鬼胎記 第八章
    他將那支被遺忘的手機放在掌心裡,進入了電話簿記錄,喬淇的名字首先出現,接著是方冠生、林雁容,還有一長串他不認得的名字,就是沒有他。

    他暗惱地將自己的手機號碼鍵入,自嘲地想:這個號碼能停留多久?她很快就會洗刷掉這個記憶吧?

    她還是一樣迷糊,帶著孩子不知上哪兒去,連手機也忘了帶,臨時有急事要用電話,不是很不方便?剛滿月不久,她就急著想出門了?

    他等了一個鍾頭了,原想看看沒有幫傭代勞的她能否習慣新手媽媽的工作,沒想到撲了個空,看來他是小看了她。

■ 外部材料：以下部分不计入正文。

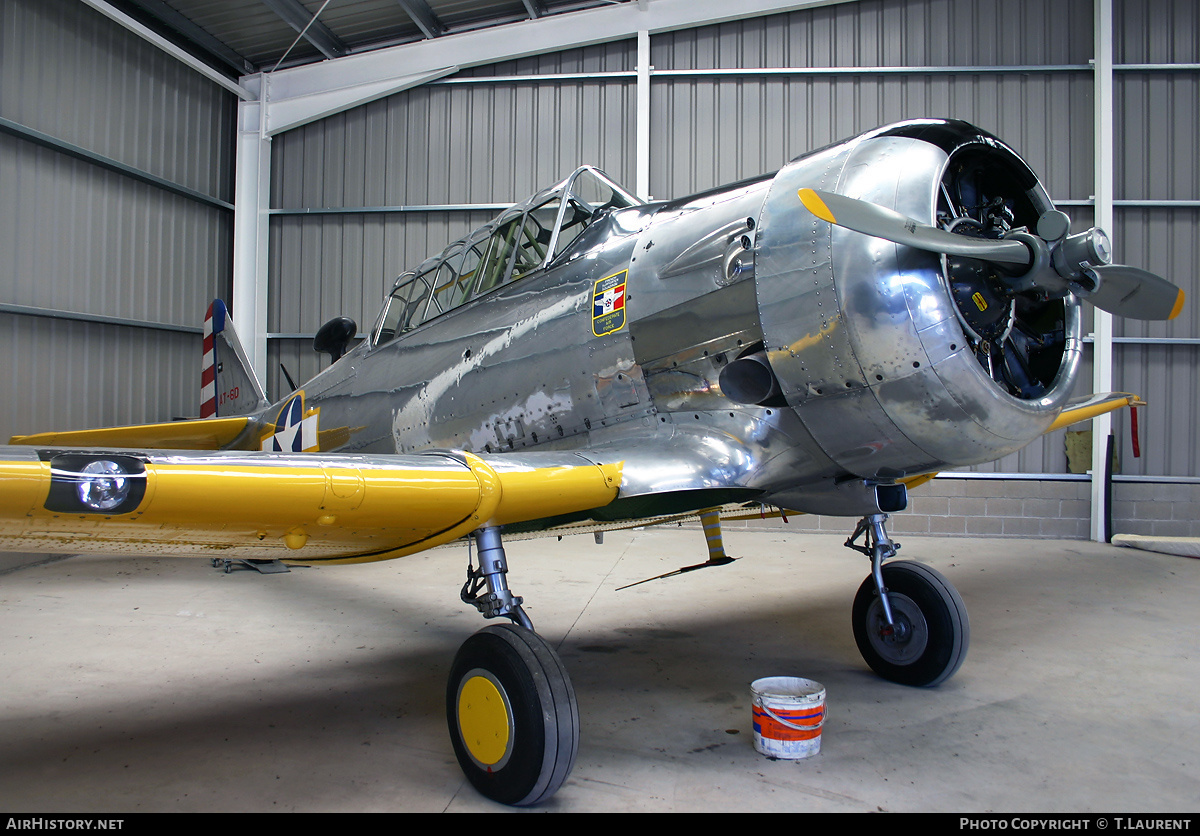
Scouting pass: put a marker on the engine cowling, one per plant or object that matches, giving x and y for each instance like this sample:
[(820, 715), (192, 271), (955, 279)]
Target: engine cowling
[(899, 360)]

    待會醫院還有個周會要開,今天由他主持,代替因公出國的陳主任,他不能久留。

    徒勞地看了一下時間,放下手機,決定先行離去。

    他轉動把手猛力拉開內門,晏江竟踉蹌地跌進來,手上的鑰匙還插在鎖孔。

    「你--」與他一打照面,她詫異極了。「怎麼突然來了?」

    楊嫂離開後,他有好些天沒上門來,她以為一切即將劃上句點。

    「天這麼冷你上哪兒了?我等了很久。」語氣並不友善,火藥味十足。

    「咦!這不是晏江的帥哥醫生嗎?怎麼來了?」方冠生抬著折迭好的嬰兒車擠進門內,興味盎然地瞧著黎醒波和惶惶不安的晏江。

    「小晏,臥房在哪兒?寶寶該放回床上了。」喬淇懷抱著孩子隨之進入,神態自若地與黎醒波點頭示意。

    黎醒波的目光落在喬淇手上的酣睡嬰兒,面色轉沉,目露寒焰,雙臂一伸,直接把孩子接了過來。「我來。」毫不避諱地走回臥房。

    方冠生食指摩擦著鼻梁,邪門地覷著她道:「小晏,你搞什麼?把帥哥醫生也弄回家了,我還以為你是聖女貞德咧。」

    「閉嘴!關你什麼事!我的朋友不能來嗎?」她將鑰匙拔出,思忖著黎醒波的來意。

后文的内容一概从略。